Food or CVA to nutritionally vulnerable/ food insecure households

Modalities

  • Cash and/or food vouchers (CVA) delivered as part of MCHN programmes.
  • Household assistance, including food transfers and/or CVA, as part of an emergency response.
  • Strengthen the delivery of ongoing national social protection programmes to improve the availability, quality, affordability and consumption of diets for women and children 

    (see Nutrition sensitive social assistance).

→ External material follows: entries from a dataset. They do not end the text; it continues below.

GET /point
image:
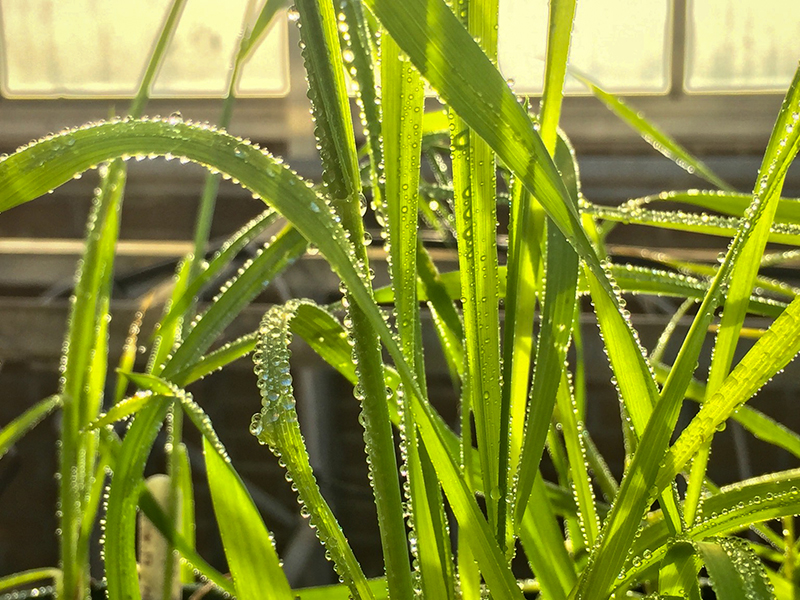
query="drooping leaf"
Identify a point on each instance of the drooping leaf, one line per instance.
(249, 549)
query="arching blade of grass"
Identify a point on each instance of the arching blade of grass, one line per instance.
(14, 431)
(216, 360)
(187, 524)
(455, 66)
(283, 250)
(652, 134)
(645, 470)
(466, 79)
(78, 150)
(247, 43)
(240, 524)
(86, 338)
(235, 244)
(249, 550)
(629, 278)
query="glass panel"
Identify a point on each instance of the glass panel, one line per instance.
(741, 45)
(618, 43)
(91, 48)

Conditions and considerations

  • Household assistance is provided at the household level in the form of in–kind, cash, or vouchers based on average household requirements for food/nutrition and sometimes (but not necessarily) other basic needs. Household in–kind assistance typically includes general food distributions (GFD) and non–food item distributions. Household CVA includes cash transfers or vouchers. Household cash transfers can be based on household food/nutrition requirements alone, or on needs across different sectors, ie, multi–purpose cash (MPC).
  • Household assistance for the prevention of undernutrition requires a nutrition lens to the selection of appropriate food assistance modalities (cash, vouchers, or in–kind) in order that assistance is able to meet nutritional requirements of all household members.
  • Household food assistance programmes are more likely to improve child, maternal or PBWG’s nutrition outcomes if they specifically take into account the requirements of those women and children, and include improving access to fortified foods/supplements and SBC.
  • The minimum expenditure basket (MEB) is a tool increasingly used in operational contexts to design responses using cash and voucher modalities. In most circumstances, CVA is not sufficient to impact nutrition outcomes on its own – especially when in the form of multi–purpose cash. However, when designed to be nutrition sensitive and integrated with nutrition SBC and programmes such as those aiming to improve children’s diets, deliver essential nutrition services and promote positive feeding, dietary and care practices, cash transfers can improve dietary diversity, access to services and uptake of positive practices. 
    In practice, interventions that complement CVA and other forms of targeted nutrition interventions may be needed. These include the provision of certain nutritious foods for specific groups through in–kind or commodity vouchers or cash transfer top ups and social behavioural change communication (SBCC) to nudge people towards making better food choices; caregiver feeding and health seeking behaviour practices (including preventative and curative health and nutrition services). The use of CVA top ups to meet these additional needs is more and more frequent in operational contexts.
  • The decision on whether to deliver food assistance in kind, through CVA or as a combination of the two will depend on a number of questions outlined in detail elsewhere 

    (see Relevant technical guidance). 

    In summary, some key considerations include:

    • Appropriateness – Is the modality appropriate given the market conditions? This addresses questions such as whether increasing the purchasing power of and/or demand for nutritious foods on the part of the target population enable them to buy foods that fill the identified food consumption and micro– and macro–nutrient gaps and whether diverse foods for an adequately nutritious diet are available in sufficient quantities in local markets?
    • Feasibility – Do the proposed modality and delivery mechanism combinations have a reasonable chance of success and reduce programming risks for participants, the implementing organisation and local market actors? This addresses questions such as whether vulnerable populations able to safely and predictably access markets within a reasonable distance from their home and will it be possible to monitor the supply, price and quality (relative to local or applicable humanitarian standards) and price of key foods on the market?
    • Objective – Which modality or modalities are best suited to increase nutrition sensitivity of programming? This addresses questions such as whether the modality complements and integrates with the local diet to improve dietary adequacy for the target groups/individuals? For cash or vouchers, are consumers willing to buy the necessary foods for their own consumption? For in–kind food, do beneficiaries know how to prepare and are they willing, to prepare the foods offered? If applicable, how does your analysis support sequencing plans for using cash, voucher and/ or in–kind approaches for providing a quality diet or for evolving needs?
    • Cost – Is the modality cost efficient and/or cost effective relative to others? This addresses questions around the trade–offs that exist between transfer size, duration, eligibility criteria, nutritional value of rations and coverage.